# Which hardener to add to Rustoleum paint



## outdoorfan

I've got the Rustoleum enamel paint, and I've read over and over how people usually mix a hardener into it. Question is, which hardener, how much, and are they any special instructions I should know about? 

Painting my plow and mount frame (rolling and brushing...no spraying).


----------



## adksnowo

I don't know if it works for Rustoleum but Tractor Supply carries Valspar tractor paint and has a hardener for it. The truck & trailer paint TSC used to carry is much better than the tractor paint that seems to be all they carry now.


----------



## TJS

Any Acrylic Enamel Hardener will work. I have used a product called "The Wet Look". You can get hardeners on ebay pretty cheap. Use enamel reducer too, and not what is states on the rustoleum can. I mixed 8 parts paint/2 parts reducer/1 part hardener.
T.J.


----------



## outdoorfan

TJS;1330300 said:


> Any Acrylic Enamel Hardener will work. I have used a product called "The Wet Look". You can get hardeners on ebay pretty cheap. Use enamel reducer too, and not what is states on the rustoleum can. I mixed 8 parts paint/2 parts reducer/1 part hardener.
> T.J.


I can get the hardener at the local auto parts store, but it's much cheaper at Fleet Farm. The stuff at FF is also Valspar.

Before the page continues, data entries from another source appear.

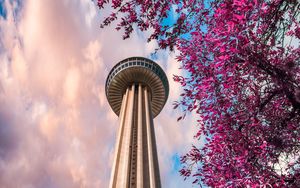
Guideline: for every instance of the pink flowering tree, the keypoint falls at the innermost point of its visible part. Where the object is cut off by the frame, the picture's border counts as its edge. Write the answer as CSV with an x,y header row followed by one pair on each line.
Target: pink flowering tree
x,y
242,58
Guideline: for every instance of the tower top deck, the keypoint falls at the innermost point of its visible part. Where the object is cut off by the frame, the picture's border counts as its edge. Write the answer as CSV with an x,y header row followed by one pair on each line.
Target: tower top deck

Question, why the reducer? Is it because you're spraying it on? I'm rolling/brushing it on.

Thanks


----------



## TJS

outdoorfan;1330339 said:


> I can get the hardener at the local auto parts store, but it's much cheaper at Fleet Farm. The stuff at FF is also Valspar.
> 
> Question, why the reducer? Is it because you're spraying it on? I'm rolling/brushing it on.
> 
> Thanks


Yes I was talking spray gun.


----------